A solution is made by mixing 20.0 mL of toluene C6H5CH3d=0867gmL with 140.0 mL of benzene C6H6d=0874gmL. Assuming that the volumes add upon mixing, the molarity (M) and molality (m) of the toluene are?
There was a problem posted last night that used 150 mL benzene. Check to make sure that is not a typo.
Determine mass 20.0 mL toluene. Use density to do that. Then determine mols of toluene in that 20 mL.
Determine mass of benzene using density.
molality toluene = mols toluene/kg benzene.
Molarity toluene = mols/L .
To find the molarity (M) and molality (m) of toluene in the solution, we need to know the number of moles of toluene present.
First, let's calculate the moles of toluene:
Moles of toluene = volume of toluene × density of toluene ÷ molar mass of toluene
Given:
Volume of toluene = 20.0 mL
Density of toluene = 0.867 g/mL (density given in g/mL)

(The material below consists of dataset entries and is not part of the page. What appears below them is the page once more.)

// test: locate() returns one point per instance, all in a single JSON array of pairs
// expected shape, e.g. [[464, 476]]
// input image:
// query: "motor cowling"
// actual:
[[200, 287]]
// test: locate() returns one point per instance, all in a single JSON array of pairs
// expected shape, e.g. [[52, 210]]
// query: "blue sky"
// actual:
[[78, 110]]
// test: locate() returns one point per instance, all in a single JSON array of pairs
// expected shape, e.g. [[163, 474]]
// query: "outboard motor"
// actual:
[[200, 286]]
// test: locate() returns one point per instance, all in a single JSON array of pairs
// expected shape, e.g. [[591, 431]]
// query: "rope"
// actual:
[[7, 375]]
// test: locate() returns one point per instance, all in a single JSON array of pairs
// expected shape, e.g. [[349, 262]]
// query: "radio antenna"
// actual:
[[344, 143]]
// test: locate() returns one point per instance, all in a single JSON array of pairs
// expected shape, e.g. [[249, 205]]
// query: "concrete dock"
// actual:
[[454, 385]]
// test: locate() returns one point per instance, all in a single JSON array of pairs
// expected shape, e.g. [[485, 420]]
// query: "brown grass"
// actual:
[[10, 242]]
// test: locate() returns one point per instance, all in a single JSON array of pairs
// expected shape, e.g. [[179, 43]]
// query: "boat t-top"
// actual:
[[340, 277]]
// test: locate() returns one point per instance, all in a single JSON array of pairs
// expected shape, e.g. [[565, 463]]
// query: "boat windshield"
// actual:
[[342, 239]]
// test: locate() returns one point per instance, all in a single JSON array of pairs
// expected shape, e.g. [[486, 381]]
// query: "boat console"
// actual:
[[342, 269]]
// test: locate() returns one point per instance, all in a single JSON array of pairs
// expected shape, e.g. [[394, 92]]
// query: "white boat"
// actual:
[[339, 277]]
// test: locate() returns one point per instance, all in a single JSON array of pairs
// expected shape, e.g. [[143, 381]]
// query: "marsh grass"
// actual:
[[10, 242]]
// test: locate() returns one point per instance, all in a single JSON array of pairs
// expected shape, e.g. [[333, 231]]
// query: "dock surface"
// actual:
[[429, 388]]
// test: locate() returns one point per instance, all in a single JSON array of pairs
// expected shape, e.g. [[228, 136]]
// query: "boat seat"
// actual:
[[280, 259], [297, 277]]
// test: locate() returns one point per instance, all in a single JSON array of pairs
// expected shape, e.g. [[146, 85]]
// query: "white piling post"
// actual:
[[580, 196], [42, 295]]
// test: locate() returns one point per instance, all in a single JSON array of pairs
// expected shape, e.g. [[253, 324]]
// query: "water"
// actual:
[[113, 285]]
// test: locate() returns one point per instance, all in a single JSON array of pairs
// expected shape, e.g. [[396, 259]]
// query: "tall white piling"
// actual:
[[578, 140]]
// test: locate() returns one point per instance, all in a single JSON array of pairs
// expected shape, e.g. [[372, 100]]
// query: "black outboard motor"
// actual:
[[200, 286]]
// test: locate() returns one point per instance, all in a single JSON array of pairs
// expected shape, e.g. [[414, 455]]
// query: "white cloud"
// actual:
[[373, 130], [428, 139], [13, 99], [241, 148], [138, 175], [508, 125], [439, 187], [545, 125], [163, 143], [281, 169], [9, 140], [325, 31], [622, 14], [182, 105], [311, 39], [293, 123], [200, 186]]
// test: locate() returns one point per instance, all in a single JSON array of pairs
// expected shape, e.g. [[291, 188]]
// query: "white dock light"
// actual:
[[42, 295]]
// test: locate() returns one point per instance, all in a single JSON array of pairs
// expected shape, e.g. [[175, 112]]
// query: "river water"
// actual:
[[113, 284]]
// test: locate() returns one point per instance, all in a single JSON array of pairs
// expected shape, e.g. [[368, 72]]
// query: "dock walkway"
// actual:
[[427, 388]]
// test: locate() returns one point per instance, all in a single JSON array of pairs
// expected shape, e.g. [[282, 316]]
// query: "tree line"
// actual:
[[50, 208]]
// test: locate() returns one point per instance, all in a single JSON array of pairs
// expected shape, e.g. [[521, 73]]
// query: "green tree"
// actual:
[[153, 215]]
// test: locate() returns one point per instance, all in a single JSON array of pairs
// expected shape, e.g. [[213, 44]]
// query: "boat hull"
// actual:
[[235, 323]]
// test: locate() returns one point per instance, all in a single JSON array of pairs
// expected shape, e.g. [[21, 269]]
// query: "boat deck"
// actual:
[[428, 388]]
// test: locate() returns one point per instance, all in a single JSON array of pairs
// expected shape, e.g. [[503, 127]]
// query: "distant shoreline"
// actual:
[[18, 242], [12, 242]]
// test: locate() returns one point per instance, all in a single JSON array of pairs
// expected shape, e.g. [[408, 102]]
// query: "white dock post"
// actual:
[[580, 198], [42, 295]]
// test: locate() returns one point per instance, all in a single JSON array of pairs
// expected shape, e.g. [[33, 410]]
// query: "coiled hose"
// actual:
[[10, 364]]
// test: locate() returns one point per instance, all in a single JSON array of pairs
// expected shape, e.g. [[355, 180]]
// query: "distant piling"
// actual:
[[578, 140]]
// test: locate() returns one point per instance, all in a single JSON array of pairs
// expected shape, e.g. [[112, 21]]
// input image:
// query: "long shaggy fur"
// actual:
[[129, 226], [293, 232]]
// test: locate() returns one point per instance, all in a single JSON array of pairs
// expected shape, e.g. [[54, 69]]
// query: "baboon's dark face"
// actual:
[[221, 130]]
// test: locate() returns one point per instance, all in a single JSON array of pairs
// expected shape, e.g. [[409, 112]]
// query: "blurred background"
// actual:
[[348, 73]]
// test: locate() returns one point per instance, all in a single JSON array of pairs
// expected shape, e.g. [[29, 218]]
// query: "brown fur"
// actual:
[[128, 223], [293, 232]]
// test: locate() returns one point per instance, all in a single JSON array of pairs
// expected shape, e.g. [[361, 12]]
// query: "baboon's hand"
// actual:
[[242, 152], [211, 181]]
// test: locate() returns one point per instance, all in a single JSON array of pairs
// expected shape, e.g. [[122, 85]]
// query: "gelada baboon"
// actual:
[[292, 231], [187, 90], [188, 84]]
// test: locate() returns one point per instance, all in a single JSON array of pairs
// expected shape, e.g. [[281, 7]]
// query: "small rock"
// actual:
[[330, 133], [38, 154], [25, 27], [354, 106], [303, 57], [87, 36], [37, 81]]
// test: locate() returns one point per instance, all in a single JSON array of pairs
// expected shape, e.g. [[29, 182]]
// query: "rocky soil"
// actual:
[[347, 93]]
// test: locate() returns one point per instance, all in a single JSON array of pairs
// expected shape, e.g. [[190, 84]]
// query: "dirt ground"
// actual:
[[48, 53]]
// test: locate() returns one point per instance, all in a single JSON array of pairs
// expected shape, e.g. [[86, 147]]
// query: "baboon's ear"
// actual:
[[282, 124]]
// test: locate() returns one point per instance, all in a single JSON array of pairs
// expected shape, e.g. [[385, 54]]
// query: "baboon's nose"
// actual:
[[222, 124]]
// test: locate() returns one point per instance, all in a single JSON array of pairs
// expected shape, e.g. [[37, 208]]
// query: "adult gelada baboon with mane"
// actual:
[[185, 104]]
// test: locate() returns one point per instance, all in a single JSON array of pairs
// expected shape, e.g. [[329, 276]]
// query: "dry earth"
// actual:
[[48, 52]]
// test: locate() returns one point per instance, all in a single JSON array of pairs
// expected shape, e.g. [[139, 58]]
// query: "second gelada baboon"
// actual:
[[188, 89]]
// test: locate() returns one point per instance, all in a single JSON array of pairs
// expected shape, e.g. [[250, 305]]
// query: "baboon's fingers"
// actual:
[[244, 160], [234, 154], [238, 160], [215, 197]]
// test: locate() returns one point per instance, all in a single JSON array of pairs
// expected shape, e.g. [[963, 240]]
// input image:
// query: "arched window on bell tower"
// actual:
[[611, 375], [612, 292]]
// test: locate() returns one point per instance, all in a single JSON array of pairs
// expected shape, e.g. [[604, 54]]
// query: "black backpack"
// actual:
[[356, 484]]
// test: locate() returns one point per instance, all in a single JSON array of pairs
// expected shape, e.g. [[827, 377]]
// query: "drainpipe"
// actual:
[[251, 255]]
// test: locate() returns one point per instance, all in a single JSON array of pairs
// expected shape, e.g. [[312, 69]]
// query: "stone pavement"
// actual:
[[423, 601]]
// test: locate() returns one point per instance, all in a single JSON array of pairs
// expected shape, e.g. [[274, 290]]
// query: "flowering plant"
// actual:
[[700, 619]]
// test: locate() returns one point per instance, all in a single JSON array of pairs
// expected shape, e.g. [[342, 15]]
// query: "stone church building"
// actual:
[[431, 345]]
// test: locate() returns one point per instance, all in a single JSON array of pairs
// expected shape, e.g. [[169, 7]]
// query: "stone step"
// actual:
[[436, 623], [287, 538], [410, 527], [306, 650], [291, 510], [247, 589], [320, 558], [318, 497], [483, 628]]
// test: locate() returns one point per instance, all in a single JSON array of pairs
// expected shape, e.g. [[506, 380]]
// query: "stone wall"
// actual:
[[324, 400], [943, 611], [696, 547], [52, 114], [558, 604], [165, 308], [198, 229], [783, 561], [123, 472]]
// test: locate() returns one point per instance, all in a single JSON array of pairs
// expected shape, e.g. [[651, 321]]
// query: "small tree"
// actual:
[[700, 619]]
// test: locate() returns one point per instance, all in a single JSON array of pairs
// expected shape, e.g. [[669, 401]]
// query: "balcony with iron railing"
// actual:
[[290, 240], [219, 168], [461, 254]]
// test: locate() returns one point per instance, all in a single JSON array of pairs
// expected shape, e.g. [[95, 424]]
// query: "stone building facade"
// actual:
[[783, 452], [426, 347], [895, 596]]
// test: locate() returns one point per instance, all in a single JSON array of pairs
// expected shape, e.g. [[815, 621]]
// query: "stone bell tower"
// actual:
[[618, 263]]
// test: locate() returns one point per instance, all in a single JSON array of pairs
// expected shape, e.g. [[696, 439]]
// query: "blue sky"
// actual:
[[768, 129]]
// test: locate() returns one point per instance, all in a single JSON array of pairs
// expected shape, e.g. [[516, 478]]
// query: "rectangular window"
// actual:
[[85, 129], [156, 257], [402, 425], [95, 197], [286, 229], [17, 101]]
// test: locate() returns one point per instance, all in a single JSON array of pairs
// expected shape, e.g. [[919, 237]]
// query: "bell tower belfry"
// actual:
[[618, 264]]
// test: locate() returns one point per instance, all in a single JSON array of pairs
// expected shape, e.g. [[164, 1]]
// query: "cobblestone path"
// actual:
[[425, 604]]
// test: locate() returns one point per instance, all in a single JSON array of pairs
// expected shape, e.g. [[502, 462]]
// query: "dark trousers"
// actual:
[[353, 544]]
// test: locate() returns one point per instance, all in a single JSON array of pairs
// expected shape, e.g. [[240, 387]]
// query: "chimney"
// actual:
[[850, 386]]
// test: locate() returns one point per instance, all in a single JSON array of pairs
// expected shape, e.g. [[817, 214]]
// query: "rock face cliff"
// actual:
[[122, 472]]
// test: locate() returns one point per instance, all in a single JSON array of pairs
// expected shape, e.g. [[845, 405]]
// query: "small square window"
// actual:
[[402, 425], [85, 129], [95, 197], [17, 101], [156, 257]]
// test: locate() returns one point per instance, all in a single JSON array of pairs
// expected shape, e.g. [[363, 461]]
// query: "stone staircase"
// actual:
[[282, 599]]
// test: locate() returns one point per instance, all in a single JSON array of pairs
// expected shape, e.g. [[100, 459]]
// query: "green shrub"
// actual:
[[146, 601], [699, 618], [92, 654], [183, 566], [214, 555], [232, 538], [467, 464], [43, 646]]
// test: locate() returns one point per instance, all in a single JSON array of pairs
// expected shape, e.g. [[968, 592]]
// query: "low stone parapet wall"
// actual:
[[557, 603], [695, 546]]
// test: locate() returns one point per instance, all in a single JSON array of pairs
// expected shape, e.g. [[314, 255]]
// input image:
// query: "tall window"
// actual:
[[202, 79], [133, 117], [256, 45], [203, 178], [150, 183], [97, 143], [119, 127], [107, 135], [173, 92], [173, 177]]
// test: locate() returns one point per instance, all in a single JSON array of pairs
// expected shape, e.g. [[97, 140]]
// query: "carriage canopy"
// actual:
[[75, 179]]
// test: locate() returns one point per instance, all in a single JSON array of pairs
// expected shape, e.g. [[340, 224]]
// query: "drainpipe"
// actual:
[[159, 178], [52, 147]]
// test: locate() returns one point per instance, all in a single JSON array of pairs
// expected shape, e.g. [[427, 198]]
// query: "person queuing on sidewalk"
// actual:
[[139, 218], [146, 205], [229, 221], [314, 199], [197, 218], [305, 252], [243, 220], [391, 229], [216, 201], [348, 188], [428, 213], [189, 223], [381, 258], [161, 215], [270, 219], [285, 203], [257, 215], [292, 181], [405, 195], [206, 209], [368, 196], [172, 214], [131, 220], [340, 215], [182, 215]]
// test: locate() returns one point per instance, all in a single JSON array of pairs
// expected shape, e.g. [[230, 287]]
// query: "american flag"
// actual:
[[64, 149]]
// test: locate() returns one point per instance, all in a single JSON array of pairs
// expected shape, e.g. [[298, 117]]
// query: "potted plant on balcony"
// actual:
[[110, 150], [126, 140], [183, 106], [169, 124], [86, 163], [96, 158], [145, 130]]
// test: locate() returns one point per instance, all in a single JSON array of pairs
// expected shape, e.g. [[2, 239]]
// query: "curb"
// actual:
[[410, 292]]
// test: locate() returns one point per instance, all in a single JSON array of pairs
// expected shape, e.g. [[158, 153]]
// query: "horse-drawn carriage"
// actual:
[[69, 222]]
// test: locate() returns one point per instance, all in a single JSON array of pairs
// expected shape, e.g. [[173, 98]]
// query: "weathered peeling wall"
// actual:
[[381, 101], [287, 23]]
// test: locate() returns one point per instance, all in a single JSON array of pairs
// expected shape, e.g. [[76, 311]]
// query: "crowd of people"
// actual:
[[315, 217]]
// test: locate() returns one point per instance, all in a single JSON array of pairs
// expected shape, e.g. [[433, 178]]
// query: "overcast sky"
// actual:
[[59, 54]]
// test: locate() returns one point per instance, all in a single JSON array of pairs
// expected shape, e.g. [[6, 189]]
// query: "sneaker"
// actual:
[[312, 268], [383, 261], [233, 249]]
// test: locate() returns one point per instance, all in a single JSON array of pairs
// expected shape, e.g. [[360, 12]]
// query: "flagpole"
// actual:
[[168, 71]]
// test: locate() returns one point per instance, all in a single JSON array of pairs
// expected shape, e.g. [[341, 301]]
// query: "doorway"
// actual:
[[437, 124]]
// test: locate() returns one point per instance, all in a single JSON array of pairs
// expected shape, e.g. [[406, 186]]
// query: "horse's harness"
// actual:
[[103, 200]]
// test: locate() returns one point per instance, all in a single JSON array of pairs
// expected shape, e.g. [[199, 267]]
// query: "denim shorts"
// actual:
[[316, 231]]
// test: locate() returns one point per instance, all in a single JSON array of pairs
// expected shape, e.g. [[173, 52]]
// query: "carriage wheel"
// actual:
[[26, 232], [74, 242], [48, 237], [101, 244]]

Molar mass of toluene = 92.14 g/mol
Moles of toluene = 20.0 mL × 0.867 g/mL ÷ 92.14 g/mol
Moles of toluene = 0.1864 mol
Now, let's find the molarity (M) of toluene:
Molarity (M) = moles of toluene ÷ volume of solution (in liters)
Given:
Volume of solution = volume of toluene + volume of benzene = 20.0 mL + 140.0 mL = 160.0 mL = 0.160 L
Molarity (M) = 0.1864 mol ÷ 0.160 L
Molarity (M) = 1.165 M
Finally, let's find the molality (m) of toluene:
Molality (m) = moles of toluene ÷ mass of the solvent (in kg)
Given:
Mass of the solvent = volume of benzene × density of benzene = 140.0 mL × 0.874 g/mL = 122.36 g = 0.12236 kg
Molality (m) = 0.1864 mol ÷ 0.12236 kg
Molality (m) ≈ 1.522 m
Therefore, the molarity (M) of toluene in the solution is approximately 1.165 M, and the molality (m) of toluene is approximately 1.522 m.